You can also go troll around PO for awhile as it was even discussed there a bit. Try starting here:
search for "plurality" then read the responses.
Here, I just googled you something too because I figured I might be charitable and help you find some of the things I found. This isn't what I read, but it is similar:
Just hit this:
Posted by: 6000 at July 8, 2010 12:54 PM
Check it out.
The new post Bilski BOPAI decisions are out:
Posted by: step back at July 8, 2010 4:37 PM
"The full "majority" opinion did not recieve the full support of (in this case "over") half the justices, but recieved more support than any other opinion."
That has got to be the most asinine thing I have ever read.
Does this person think that by using quotation marks that majority somehow equals plurality and magically plurality has the same force of law as majority?

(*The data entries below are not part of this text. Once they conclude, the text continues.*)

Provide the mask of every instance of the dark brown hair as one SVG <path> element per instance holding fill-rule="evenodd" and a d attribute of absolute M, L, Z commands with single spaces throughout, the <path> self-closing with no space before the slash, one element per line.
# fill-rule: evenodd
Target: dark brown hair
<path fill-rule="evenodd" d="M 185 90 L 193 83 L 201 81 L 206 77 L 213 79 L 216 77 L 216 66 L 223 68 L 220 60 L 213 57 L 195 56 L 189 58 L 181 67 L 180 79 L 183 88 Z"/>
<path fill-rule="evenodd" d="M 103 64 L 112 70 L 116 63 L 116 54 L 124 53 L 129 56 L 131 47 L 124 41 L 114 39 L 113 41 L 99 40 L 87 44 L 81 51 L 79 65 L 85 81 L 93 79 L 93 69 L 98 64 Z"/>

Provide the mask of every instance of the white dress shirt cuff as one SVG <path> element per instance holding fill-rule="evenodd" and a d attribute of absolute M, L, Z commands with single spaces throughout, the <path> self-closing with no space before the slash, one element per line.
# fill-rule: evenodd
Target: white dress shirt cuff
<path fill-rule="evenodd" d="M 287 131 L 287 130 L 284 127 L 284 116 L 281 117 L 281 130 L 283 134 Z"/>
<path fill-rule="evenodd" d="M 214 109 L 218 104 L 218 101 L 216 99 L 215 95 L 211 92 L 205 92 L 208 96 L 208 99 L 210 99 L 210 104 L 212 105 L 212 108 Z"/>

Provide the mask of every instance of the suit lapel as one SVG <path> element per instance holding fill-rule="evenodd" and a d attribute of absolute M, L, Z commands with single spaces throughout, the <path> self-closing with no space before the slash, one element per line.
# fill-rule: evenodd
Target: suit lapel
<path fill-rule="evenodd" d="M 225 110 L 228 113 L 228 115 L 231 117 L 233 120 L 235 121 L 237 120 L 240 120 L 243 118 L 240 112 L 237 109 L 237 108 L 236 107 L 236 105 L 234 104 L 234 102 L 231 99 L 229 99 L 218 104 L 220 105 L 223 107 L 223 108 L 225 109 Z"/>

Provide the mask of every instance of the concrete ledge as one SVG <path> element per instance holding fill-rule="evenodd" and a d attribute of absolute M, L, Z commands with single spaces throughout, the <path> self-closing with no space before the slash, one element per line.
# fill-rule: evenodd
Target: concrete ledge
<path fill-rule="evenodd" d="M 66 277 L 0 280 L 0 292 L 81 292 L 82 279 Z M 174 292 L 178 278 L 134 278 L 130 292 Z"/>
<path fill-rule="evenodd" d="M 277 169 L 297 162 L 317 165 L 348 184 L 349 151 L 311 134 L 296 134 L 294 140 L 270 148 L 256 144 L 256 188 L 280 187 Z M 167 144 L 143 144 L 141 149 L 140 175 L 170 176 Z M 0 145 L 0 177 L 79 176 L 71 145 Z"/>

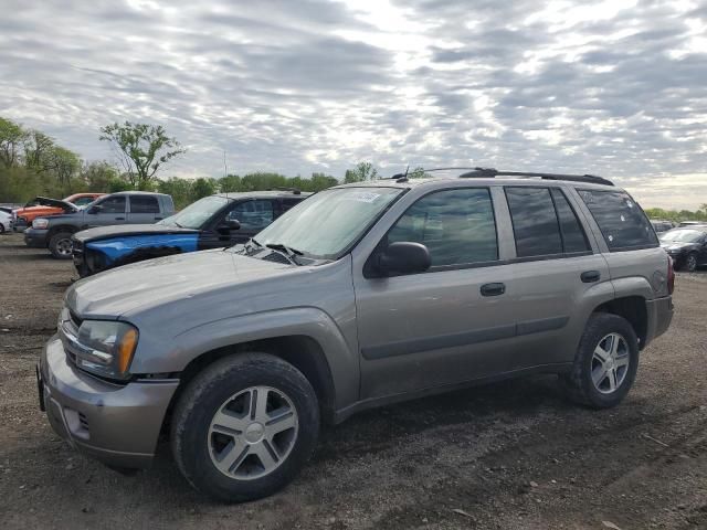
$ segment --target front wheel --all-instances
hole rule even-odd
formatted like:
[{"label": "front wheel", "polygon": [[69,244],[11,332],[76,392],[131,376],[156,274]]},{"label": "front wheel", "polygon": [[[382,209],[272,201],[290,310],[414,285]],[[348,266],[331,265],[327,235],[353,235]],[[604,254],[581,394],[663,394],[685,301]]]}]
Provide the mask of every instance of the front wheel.
[{"label": "front wheel", "polygon": [[191,381],[175,409],[171,446],[196,489],[240,502],[286,486],[318,433],[317,396],[302,372],[246,353],[215,361]]},{"label": "front wheel", "polygon": [[56,259],[71,259],[72,247],[71,232],[59,232],[49,240],[49,252],[52,253]]},{"label": "front wheel", "polygon": [[594,409],[618,405],[639,368],[639,340],[631,324],[612,314],[590,317],[572,371],[560,377],[569,398]]}]

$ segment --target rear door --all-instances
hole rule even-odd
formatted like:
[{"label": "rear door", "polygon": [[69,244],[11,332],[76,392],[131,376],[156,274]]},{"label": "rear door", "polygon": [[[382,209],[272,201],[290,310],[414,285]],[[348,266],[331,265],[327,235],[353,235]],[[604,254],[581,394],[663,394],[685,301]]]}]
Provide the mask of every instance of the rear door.
[{"label": "rear door", "polygon": [[152,224],[162,219],[159,202],[155,195],[130,195],[128,223]]},{"label": "rear door", "polygon": [[508,370],[570,362],[590,292],[613,294],[606,261],[564,187],[507,186],[504,194],[515,244],[506,285],[517,324]]},{"label": "rear door", "polygon": [[[504,222],[497,219],[489,188],[435,190],[410,204],[372,253],[362,250],[355,257],[361,399],[506,371],[515,315],[506,293],[511,271],[497,237]],[[362,259],[370,263],[401,241],[428,247],[428,272],[392,277],[366,272]]]},{"label": "rear door", "polygon": [[88,226],[110,226],[113,224],[125,224],[127,221],[127,198],[126,195],[109,195],[98,199],[94,204],[98,209],[89,208],[84,220]]}]

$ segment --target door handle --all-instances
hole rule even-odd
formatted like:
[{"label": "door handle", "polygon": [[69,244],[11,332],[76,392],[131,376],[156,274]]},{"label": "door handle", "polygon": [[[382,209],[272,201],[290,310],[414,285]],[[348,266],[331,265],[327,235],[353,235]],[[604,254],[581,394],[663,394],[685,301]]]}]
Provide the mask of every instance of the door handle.
[{"label": "door handle", "polygon": [[482,296],[499,296],[506,293],[506,284],[485,284],[482,285]]},{"label": "door handle", "polygon": [[593,284],[601,279],[601,273],[599,271],[584,271],[580,278],[582,278],[582,282],[585,284]]}]

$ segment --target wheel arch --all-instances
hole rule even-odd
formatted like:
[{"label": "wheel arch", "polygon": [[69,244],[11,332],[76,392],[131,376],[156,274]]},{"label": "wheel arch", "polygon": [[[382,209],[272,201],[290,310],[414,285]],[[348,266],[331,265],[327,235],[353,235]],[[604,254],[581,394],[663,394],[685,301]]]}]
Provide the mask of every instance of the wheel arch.
[{"label": "wheel arch", "polygon": [[639,338],[639,348],[645,347],[648,336],[648,311],[646,299],[641,295],[631,295],[605,301],[592,312],[609,312],[625,318]]}]

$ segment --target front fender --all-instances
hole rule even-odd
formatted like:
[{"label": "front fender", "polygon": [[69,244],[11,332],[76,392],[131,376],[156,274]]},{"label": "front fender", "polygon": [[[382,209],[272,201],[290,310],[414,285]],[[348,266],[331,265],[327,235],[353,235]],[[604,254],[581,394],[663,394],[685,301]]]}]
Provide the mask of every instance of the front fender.
[{"label": "front fender", "polygon": [[356,344],[349,347],[331,317],[314,307],[295,307],[217,320],[186,329],[168,344],[161,343],[158,338],[140,337],[130,371],[180,372],[199,356],[219,348],[292,336],[308,337],[321,348],[331,373],[338,407],[358,400],[358,348]]}]

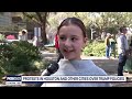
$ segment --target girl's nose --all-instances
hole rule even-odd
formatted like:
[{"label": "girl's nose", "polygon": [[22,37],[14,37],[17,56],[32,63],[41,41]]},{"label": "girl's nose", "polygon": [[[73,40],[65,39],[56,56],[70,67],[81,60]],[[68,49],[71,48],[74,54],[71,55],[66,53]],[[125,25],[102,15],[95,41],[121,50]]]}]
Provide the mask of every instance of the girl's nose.
[{"label": "girl's nose", "polygon": [[70,42],[69,38],[67,38],[64,44],[65,44],[65,46],[70,46],[70,45],[72,45],[72,42]]}]

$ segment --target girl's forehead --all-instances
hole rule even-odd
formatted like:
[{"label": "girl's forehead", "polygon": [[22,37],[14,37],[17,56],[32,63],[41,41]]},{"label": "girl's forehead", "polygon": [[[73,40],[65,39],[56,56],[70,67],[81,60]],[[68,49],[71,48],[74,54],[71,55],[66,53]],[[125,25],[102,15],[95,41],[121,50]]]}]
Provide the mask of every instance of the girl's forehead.
[{"label": "girl's forehead", "polygon": [[82,35],[82,31],[77,25],[65,25],[59,30],[59,35]]}]

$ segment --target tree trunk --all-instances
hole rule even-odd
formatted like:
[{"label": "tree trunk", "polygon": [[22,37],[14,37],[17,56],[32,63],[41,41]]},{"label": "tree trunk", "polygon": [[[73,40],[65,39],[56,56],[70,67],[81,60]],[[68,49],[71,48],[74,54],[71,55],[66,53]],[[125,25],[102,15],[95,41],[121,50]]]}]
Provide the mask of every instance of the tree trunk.
[{"label": "tree trunk", "polygon": [[42,25],[42,41],[44,42],[44,44],[47,44],[45,24]]}]

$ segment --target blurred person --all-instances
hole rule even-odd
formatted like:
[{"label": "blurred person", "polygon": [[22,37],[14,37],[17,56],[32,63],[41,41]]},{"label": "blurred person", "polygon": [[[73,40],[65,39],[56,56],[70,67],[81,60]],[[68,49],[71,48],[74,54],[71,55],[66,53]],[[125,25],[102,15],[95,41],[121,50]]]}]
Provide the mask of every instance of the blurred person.
[{"label": "blurred person", "polygon": [[107,33],[107,36],[105,38],[105,45],[106,45],[106,57],[110,58],[110,38],[111,38],[111,34]]},{"label": "blurred person", "polygon": [[118,64],[118,76],[123,76],[123,66],[127,63],[129,44],[127,40],[128,30],[127,26],[120,28],[120,35],[118,36],[118,54],[119,54],[119,64]]}]

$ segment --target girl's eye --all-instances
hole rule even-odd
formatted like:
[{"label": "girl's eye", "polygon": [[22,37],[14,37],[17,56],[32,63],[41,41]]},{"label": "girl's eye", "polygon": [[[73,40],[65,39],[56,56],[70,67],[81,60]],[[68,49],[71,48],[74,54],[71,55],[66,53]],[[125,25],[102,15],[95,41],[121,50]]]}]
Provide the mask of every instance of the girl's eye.
[{"label": "girl's eye", "polygon": [[74,41],[77,41],[77,38],[76,37],[72,37],[72,41],[74,42]]},{"label": "girl's eye", "polygon": [[66,37],[64,37],[64,36],[61,36],[61,37],[59,37],[59,40],[62,40],[62,41],[65,41],[65,40],[66,40]]}]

Posted by: Anon at July 8, 2010 7:42 PM
The only "majority" opinions to come out of Bilski are 1) Bilski's "invention" is not patent eligible subject matter under section 101; and 2) "business methods" are patent eligible subject matter.
"That has got to be the most asinine thing I have ever read."
Keep reading. 6tard will top himself. Soon.
"Does this person think that by using quotation marks that majority somehow equals plurality and magically plurality has the same force of law as majority?"
I stopped reading after "Does this person think..." and answered the question thusly, "No. 6tard doesn't think. He has diarrhea of the keyboard."